La giornata era passata tranquillamente, Sherlock e Lily avevano
passato gran parte del pomeriggio da John e verso le sei si erano
diretti nuovamente a Baker Street. Lily era stata assente per quasi
tutta la giornata. Era come se si fosse aperta una porta, che le aveva
fatto ricordare mille cose. Aveva ripensato alla sua stanza, alla sua
casa, a tutte le cose che faceva lì. Come passava il tempo,
cosa faceva quando la noia la inghiottiva. Ripensava all’ora
del the, cosa su cui sua madre non transigeva. Alle cinque in punto
Lily doveva essere in salotto. La cerimonia si svolgeva in silenzio,
senza sguardi e senza conversazioni particolari. Era una messa in scena
assurda, e Lily non lo sopportava. Quante volte la cameriera era venuta
a supplicarla di scendere prima che sua madre desse di matto. Proprio
non capiva. Che senso aveva? Il resto della giornata la ignorava e
faceva come se non esistesse. Era iraconda, e si fissava su delle cose
veramente ridicole. Da quel poco che era riuscita a farsi dire, era
così da quando suo padre era andato via. E Lily era scappata
proprio per quello. Era vista come una disgrazia, un errore nella sua
vita perfetta. Si sarebbe potuta appoggiare a lei, essere felice almeno
di averla vicino. Invece no, si era semplicemente abbandonata al
risentimento.
Aveva sentito una mano sulla spalla. Era Sherlock.
“Direi di smettere di pensare per oggi. Posso vedere il fumo
che ti esce dalle orecchie”.
Lily aveva riso: “Hai ragione. Mi dispiace di non essere
stata di compagnia oggi. Non riuscivo a smettere di ragionare. Con
questa decisione mi sono tornati in mente mille ricordi e situazioni
che avevo rimosso”
“Hai paura?” Sherlock la guardava, impassibile.
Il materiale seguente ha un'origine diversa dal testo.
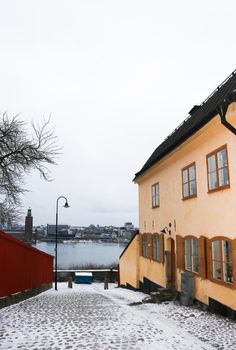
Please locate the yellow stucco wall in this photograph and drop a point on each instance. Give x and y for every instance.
(209, 214)
(129, 264)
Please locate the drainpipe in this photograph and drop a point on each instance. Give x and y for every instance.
(222, 110)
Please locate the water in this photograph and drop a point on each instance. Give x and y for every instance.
(72, 254)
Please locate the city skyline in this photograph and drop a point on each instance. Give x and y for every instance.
(116, 79)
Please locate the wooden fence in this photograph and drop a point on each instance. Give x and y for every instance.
(22, 267)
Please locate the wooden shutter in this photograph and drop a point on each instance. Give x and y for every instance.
(162, 248)
(234, 261)
(208, 259)
(180, 252)
(141, 244)
(202, 257)
(149, 237)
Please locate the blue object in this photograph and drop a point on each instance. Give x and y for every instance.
(83, 277)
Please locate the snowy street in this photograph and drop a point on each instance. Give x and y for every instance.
(89, 317)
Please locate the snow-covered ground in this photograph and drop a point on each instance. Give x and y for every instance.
(89, 317)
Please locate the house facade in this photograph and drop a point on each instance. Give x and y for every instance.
(187, 207)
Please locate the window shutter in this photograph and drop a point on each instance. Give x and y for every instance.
(202, 257)
(162, 248)
(208, 259)
(141, 244)
(234, 261)
(180, 252)
(149, 236)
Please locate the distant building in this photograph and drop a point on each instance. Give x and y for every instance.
(62, 230)
(128, 226)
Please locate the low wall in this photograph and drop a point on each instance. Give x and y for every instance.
(98, 275)
(25, 294)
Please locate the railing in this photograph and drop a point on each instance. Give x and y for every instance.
(22, 267)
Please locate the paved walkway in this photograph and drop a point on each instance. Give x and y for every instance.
(89, 317)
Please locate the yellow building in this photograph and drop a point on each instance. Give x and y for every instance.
(187, 208)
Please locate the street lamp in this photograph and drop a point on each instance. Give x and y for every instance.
(66, 205)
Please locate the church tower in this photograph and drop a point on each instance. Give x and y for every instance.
(29, 226)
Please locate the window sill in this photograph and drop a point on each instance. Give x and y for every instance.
(219, 188)
(223, 284)
(194, 273)
(189, 197)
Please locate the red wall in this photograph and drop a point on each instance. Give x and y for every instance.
(22, 266)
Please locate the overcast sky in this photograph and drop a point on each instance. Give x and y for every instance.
(117, 77)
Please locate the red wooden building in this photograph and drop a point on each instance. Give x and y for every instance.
(22, 267)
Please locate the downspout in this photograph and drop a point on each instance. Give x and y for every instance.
(222, 110)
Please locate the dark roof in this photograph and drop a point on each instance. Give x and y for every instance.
(199, 116)
(129, 244)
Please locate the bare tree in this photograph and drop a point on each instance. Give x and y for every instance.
(20, 153)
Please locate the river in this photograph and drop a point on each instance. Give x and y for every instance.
(71, 254)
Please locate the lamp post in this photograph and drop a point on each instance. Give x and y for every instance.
(66, 205)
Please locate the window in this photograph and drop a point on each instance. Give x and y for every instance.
(217, 167)
(222, 260)
(155, 195)
(191, 255)
(156, 247)
(189, 187)
(144, 245)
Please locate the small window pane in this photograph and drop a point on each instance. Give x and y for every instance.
(216, 250)
(194, 255)
(186, 192)
(217, 269)
(158, 248)
(195, 264)
(223, 177)
(192, 173)
(222, 158)
(212, 180)
(212, 163)
(228, 275)
(187, 255)
(185, 176)
(153, 190)
(227, 251)
(154, 244)
(192, 188)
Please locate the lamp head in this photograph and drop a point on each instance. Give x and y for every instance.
(66, 205)
(164, 230)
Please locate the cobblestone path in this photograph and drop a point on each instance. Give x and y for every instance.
(87, 317)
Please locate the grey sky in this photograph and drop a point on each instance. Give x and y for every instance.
(117, 77)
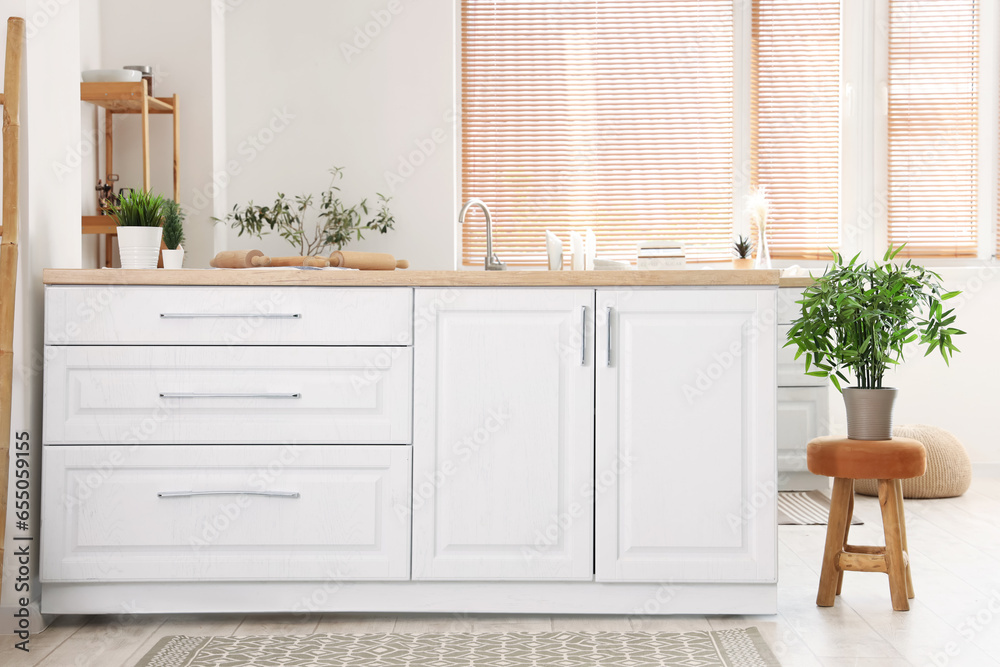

Era
in piedi accanto a lei.
Lily aveva scrollato le spalle, dubbiosa: “Forse, un
po’. Non so cosa aspettarmi”.
“Lo scoprirai solo andando lì. Ci saremo io e
John, non sarai sola”.
Il sole ormai era calato, per strada era buio. Quello che aveva appena
detto Sherlock era vero, ci sarebbero stati loro con lei e questo fino
ad oggi era bastato.
Ma Lily temeva che questa volta non sarebbe stato abbastanza.